What is International Financing?

When LPG (Liberalisation, Privatisation And Globalisation) was accepted by the country in 1991, the aspect of Globalisation broadened the avenues with which businesses can arrange funds. Prior to this policy, firms were constrained only to the four walls of the country. But after Globalisation came into the picture, the scope for raising money expanded widely. Now the firms of our country can look up to external funders as well to replenish their financial needs which was not allowed earlier. Now, they are not restricted to the boundaries of the country rather the reach has increased and the local market is now exposed to the global capital market.



International Financing (also referred to as International macroeconomics) is the branch of financial economics broadly concerned with monetary relationships at a global level. It examines the dynamics of foreign direct investment, exchange rates, balance of payments, allocation of funds at the global level and other aspects of financial management.

International financing encourages monetary transactions between two or more countries. There are different sources around the world from which money might be obtained, and that will be discussed in detail.



Sources of International Financing 

Mainly these are classified into three categories which are as follows:

A. Commercial Banks

Commercial banks not only fund businesses and firms in the home country rather it extends to the global level. Commercial banks provide foreign currency loans and advances all over the world. Loans are generally provided for business purposes and are a very famous source for funding non-trade operations internationally. Different banks across countries offer a different and wide range of loans/advances and services to firms. The market of international finances and the export-import industry is incomplete without commercial banks. Commercial banks have a lot to offer in international financing. 

B. International Agencies and Developmental Banks

These are named Developmental banks because these were introduced by the government for developmental purposes only. International Agencies and Developmental banks have emerged throughout the years with the goal to fund finance internationally. These institutions were set up by governments of developed countries to uplift and develop the weaker section of the economy by making loans easily available. These loans are usually advanced for a medium and long period of time. These financial institutions are developed at local, regional and global levels. Very common examples are EXIM Bank, European Investment Bank (EIB), European Bank for Reconstruction and Development (EBRD), Asian Developmental Banks (ADB), etc. 
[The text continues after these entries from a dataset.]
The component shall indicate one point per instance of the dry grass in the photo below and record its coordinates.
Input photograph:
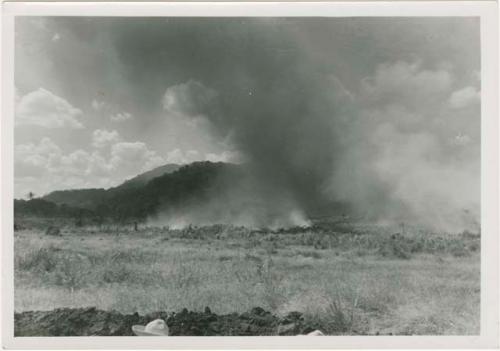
(347, 284)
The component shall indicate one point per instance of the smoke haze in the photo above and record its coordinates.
(381, 115)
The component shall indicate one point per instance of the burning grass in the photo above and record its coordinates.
(367, 280)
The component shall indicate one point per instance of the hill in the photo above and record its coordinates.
(144, 178)
(90, 198)
(139, 197)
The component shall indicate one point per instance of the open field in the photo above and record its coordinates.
(348, 278)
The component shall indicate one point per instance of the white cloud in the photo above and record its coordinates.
(120, 117)
(190, 99)
(407, 83)
(464, 97)
(461, 140)
(98, 105)
(43, 167)
(102, 138)
(44, 109)
(133, 157)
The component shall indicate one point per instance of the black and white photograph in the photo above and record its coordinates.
(247, 176)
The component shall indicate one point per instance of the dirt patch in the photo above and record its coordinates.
(90, 321)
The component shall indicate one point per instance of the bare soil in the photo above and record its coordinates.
(94, 322)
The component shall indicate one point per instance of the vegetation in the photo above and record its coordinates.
(347, 278)
(134, 200)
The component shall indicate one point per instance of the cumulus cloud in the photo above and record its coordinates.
(464, 97)
(191, 99)
(102, 138)
(129, 157)
(407, 83)
(121, 117)
(45, 109)
(97, 105)
(43, 167)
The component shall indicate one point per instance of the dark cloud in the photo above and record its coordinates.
(307, 101)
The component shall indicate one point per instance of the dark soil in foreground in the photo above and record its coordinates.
(90, 321)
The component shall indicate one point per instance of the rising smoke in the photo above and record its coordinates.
(395, 149)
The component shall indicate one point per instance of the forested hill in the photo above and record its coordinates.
(137, 198)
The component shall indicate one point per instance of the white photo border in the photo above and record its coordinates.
(488, 13)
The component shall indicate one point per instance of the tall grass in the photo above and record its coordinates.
(367, 283)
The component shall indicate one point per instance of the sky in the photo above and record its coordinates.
(366, 108)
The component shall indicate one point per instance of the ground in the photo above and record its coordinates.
(343, 277)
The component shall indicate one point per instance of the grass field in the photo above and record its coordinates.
(349, 278)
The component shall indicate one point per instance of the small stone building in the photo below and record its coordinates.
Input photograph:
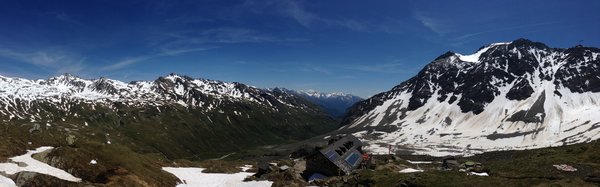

C. International Capital Market

International Capital Market exists with the aim of enhancing efficiencies in economies and generating economies of scale. It is the most consumed source of financing. Organisations in current times, including global corporations, are dependent on a large amount of funds in rupees in addition to foreign currency. Under this source of international financing, there are several financial avenues available which are as follows:

1. Global Depository Receipts (GDRs)

2. American Depository Receipts (ADRs) 

3. Indian Depository Receipts (IDRs)

4. Foreign Currency Convertible Bonds (FCCBs)
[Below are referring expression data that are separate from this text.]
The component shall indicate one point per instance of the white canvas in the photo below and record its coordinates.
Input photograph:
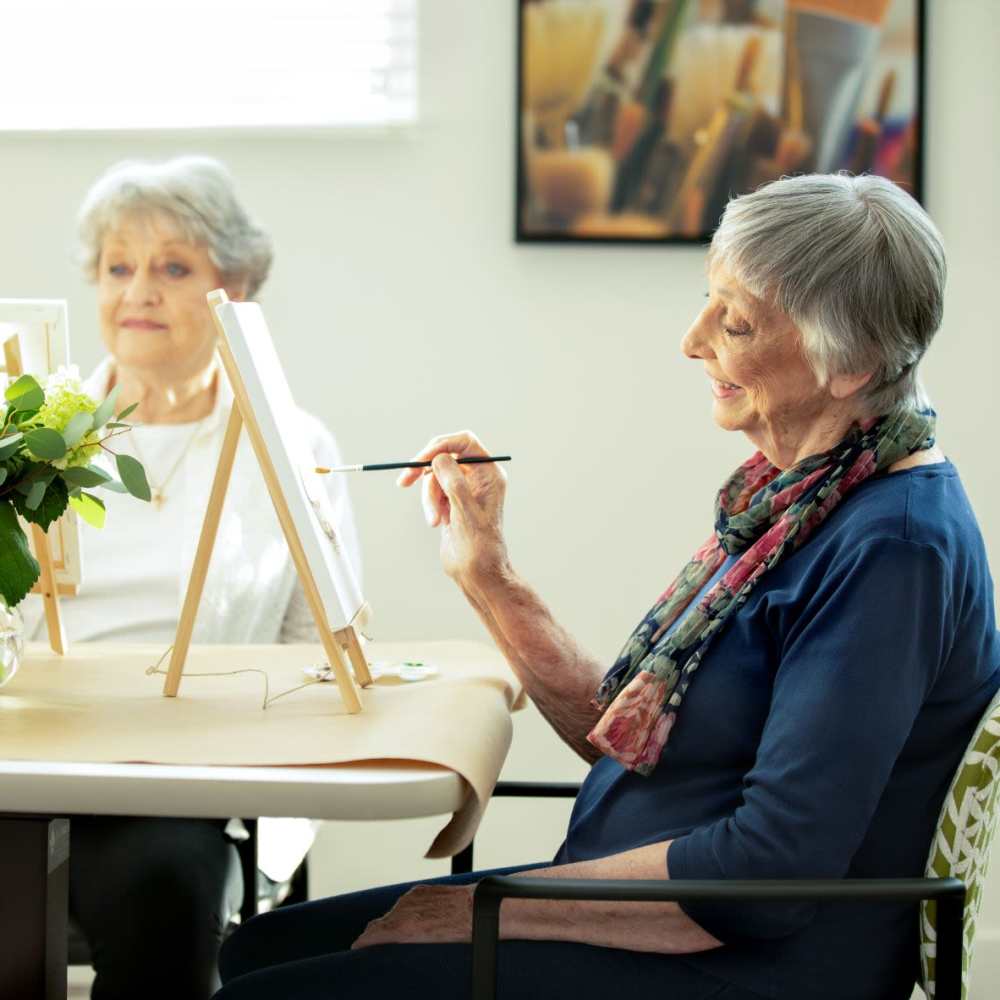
(41, 328)
(274, 409)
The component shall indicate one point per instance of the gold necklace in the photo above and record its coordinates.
(157, 496)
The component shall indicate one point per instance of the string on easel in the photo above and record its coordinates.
(268, 699)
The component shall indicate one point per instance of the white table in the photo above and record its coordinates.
(38, 798)
(61, 708)
(341, 791)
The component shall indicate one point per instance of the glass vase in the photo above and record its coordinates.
(11, 641)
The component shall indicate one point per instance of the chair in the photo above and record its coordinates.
(950, 895)
(268, 895)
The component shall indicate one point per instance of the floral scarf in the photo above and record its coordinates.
(644, 689)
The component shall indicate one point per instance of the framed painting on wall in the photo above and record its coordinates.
(638, 119)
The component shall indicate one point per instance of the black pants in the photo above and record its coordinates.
(152, 897)
(303, 953)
Overall, it can be said that there are various external sources of funding through which money can be raised, but it is important to choose the best financial alternative among all. But, as we all know, no avenue is perfect, they all have some limitations so sometimes it is required to form a portfolio of all the funds, i.e., a mix of two or more than two avenues. Certain factors, like purpose and duration of business, risk-taking capacity, benefits of the tax, the financial strength of the investor and many more, help firms to decide what will be the best from all the available options.